Bolan smelled leadership potential. “Good to know, Hammer.”
Hudjak elbowed Johnson in congratulations as Bolan moved on.
A young Chinese man stood at attention. “King, Donald, Sergeant!” The cadet’s voice dropped low. “Sergeant?”
Bolan dropped his voice in return. “Cadet?”
“Sergeant, please don’t call me Donkey Kong. It takes a fistfight every year at the start of school to scrape that one off.”
“I wouldn’t do that to you, Cadet. We’ll keep it Don King.”

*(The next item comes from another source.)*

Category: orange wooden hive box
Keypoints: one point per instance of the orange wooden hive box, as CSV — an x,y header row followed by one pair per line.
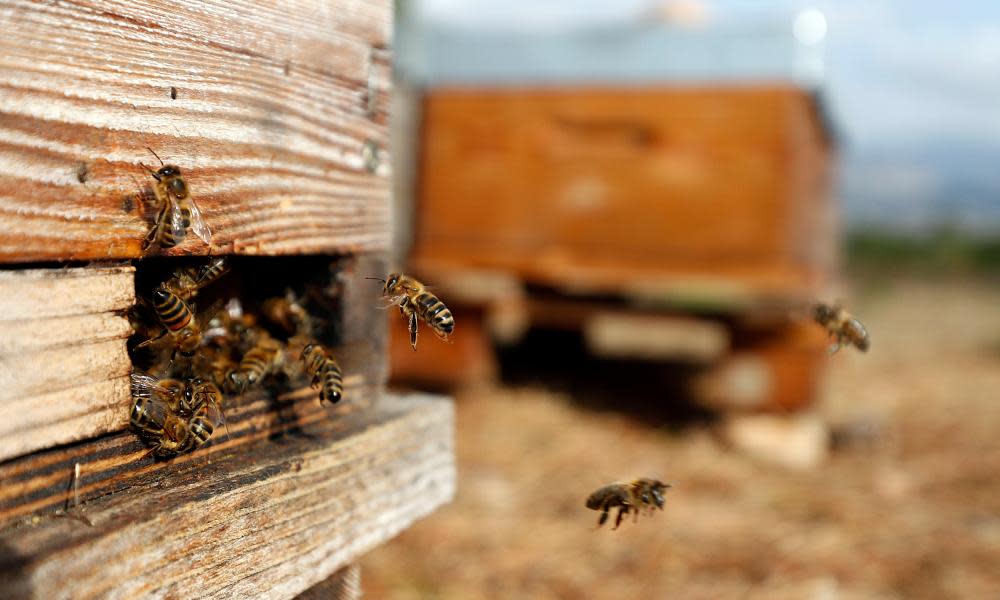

The cadet looked confusedly for the rub. “But, Sergeant, that’s my name.”
“Don King,” Bolan prompted. “The Rumble in the Jungle? The Thrilla in Manila?”
Cadet King stared at Bolan vacantly.
“The Sign from God hairstyle?” Bolan tried. He was becoming painfully aware of the fact that it had been some time since he had spent any quality time with the latest generation of America. “Fine, what’s your real name?”
“Sergeant?”
“You’re second-generation Chinese.”
“Yes, Sergeant. My parents came from Taiwan.”
“So ‘Donald’ is the American name they picked for you. Chinese put the family name first and the given second. That makes your family name King. What’s your real name, Cadet?”
The cadet sighed painfully. “Dong, Sergeant.”
“Donger, I tried to be merciful.”
Cadet King rolled his eyes. “I knew it.”
Bolan lunged. “I will roll your eyes right out of your head, Donger!”
Cadet King snapped to attention. “Cadet Donger! Ready for duty, Sergeant!”
Bolan came to the last cadet in line. If he hadn’t looked down, he might have missed him. The cadet was clearly Indian or Pakistani. The young man just cracked five foot two, and if he was more than ninety-eight pounds dripping wet Bolan would be surprised. He read the young man’s moniker.
The cadet just barely kept his shoulders from sagging.